The set that he delivered that evening in the corner of a South Philadelphia courtyard– performed solo with his pedal steel guitar and a few pieces of metal and wood–was a ritual. There was the construction of a dream temple, palace in the mind. In these rooms within rooms, on the stones split with moss, was a wandering, a stillness, and an emptiness. It was a music of intense focus and physicality– striking, bowing, grinding, transfiguring. And just when, cut open and quivering, it revealed the demands of its searching, it ended. And I’m still trying to figure out what happened.
Thankfully, the music that made up this set–the same that he honed religiously through a year of live performances from Arizona to Japan–forms the backbone of his newest record, Language At An Angle.
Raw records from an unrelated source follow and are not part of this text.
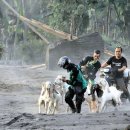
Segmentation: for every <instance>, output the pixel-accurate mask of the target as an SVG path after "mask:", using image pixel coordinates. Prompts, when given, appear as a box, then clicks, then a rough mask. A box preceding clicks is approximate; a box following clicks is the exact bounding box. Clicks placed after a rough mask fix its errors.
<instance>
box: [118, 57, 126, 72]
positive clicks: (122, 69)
mask: <svg viewBox="0 0 130 130" xmlns="http://www.w3.org/2000/svg"><path fill="white" fill-rule="evenodd" d="M126 68H127V60H126V59H125V58H124V59H123V64H122V67H121V68H119V69H118V71H119V72H121V71H124V70H125V69H126Z"/></svg>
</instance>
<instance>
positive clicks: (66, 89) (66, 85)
mask: <svg viewBox="0 0 130 130" xmlns="http://www.w3.org/2000/svg"><path fill="white" fill-rule="evenodd" d="M63 78H66V77H65V76H63V75H58V76H57V77H56V79H55V84H56V86H57V89H58V91H59V92H60V93H61V96H62V104H63V101H64V96H65V94H66V92H67V91H68V88H69V86H70V85H69V84H67V83H66V82H63V81H62V79H63Z"/></svg>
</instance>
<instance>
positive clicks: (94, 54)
mask: <svg viewBox="0 0 130 130" xmlns="http://www.w3.org/2000/svg"><path fill="white" fill-rule="evenodd" d="M100 54H101V52H100V50H94V53H93V59H94V60H96V61H97V60H99V58H100Z"/></svg>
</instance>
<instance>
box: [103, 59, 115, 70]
mask: <svg viewBox="0 0 130 130" xmlns="http://www.w3.org/2000/svg"><path fill="white" fill-rule="evenodd" d="M112 58H113V57H110V58H109V59H108V61H107V62H105V63H103V64H102V65H101V68H104V67H107V66H108V65H111V63H112Z"/></svg>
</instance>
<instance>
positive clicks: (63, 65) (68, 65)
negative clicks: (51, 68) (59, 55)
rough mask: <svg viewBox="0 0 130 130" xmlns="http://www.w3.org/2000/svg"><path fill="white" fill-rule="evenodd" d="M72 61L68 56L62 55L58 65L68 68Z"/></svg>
mask: <svg viewBox="0 0 130 130" xmlns="http://www.w3.org/2000/svg"><path fill="white" fill-rule="evenodd" d="M70 63H71V60H70V59H69V58H68V57H67V56H62V57H61V58H60V59H59V61H58V66H60V67H62V68H63V69H67V68H68V66H69V64H70Z"/></svg>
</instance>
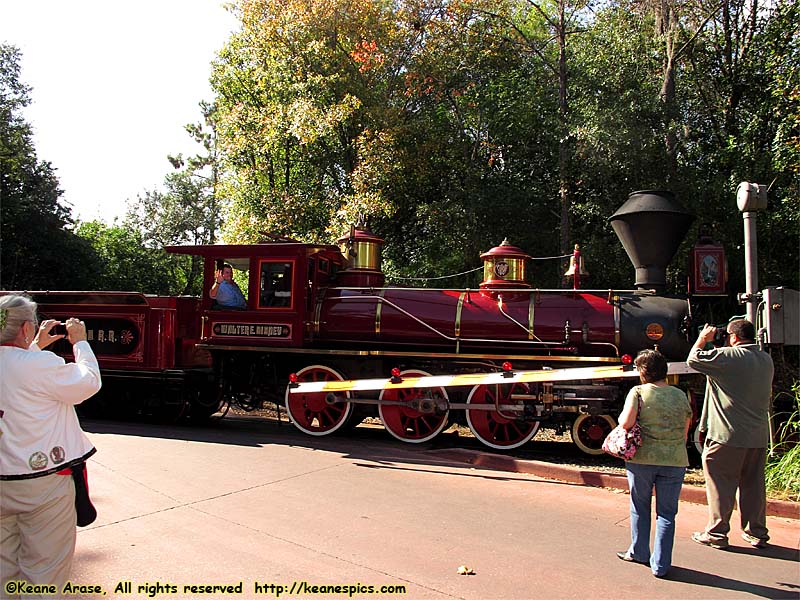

Fleshed out here with a crew of wildly talented improvisor-composers (and me), the music retains the intensity of its original form while only revealing more deeply the intricacies of its textural and melodic accomplishments. As an expression of states encountered through Wenc’s extended engagements with long durations of sitting meditation, it is a truthful and profoundly beautiful record. As a fully-realized album from one of the best avant-garde pedal steel players in the game with 13 years of sound exploration and technique development under his belt, it’s monumental.
Language At An Angle is an eight-part tone poem. It is a journey through the heart, and, as the title suggests, a reflection on meaning itself. It views language not as a monolith–something concrete, unchanging and knowable–but rather as a process enlivened through the making of itself. Sharp angles, round edges, shifting patterns that live their own lives in one phrase before becoming something totally new in the next. Its meaning dances between the interactions between players, the surfaces of cymbals and strings, the transformation of motifs and time itself. And the music itself is fucking gorgeous.
This record marks the first release issued under Wenc’s government name (pronounced like the former almost-Superbowl-winning QB of his adopted home city of Philadelphia) after thirteen years and fifteen albums as Post Moves. He decided to hang up the moniker after the release of last year’s brilliant song-based Flesh Real, which closed a loop for the project with a return to the format of some of its earliest output. Releasing under his own name makes the music more embodied, more integrated with the person himself: an honest and more intimate offering, to the extent that these things matter.
Aesthetically, Language sits in a unique place at the edges of free-improvisation, East Asian court music and the overtone-centered wizardry of drone technicians like Ellen Fullman and Kali Malone. Wenc’s omnivorous taste, nimble timing and ear for crushing melodies on the pedal steel (which is indeed a kind of guitar!) also give echoes of the best moments from 90s Thrill Jockey and Dave Pajo on the early Tortoise records. But, compositionally and spiritually, there is no greater influence on this record than the late Susan Alcorn, to whom the album is dedicated.
Like all of those who had the privilege to be taught by Susan, Wenc was transformed by her presence and generosity. While her boundless creativity and fierce technical ability on the instrument are a treasure to all open-minded steel players, what I understand Sam to treasure most about her mentorship were the more intangible things–the wholeness of spirit that she brought to her playing and relationships, and her sensitivities to the spiritual forces of the world. Susan’s passing was a devastating loss for her community: there are some transformations for which you can’t prepare. What Language at an Angle offers instead is a practice of making meaning in this world, tenuously, temporarily, as it is, deeply. And in doing so, he is passing on a gift. Ready or not, we might need it.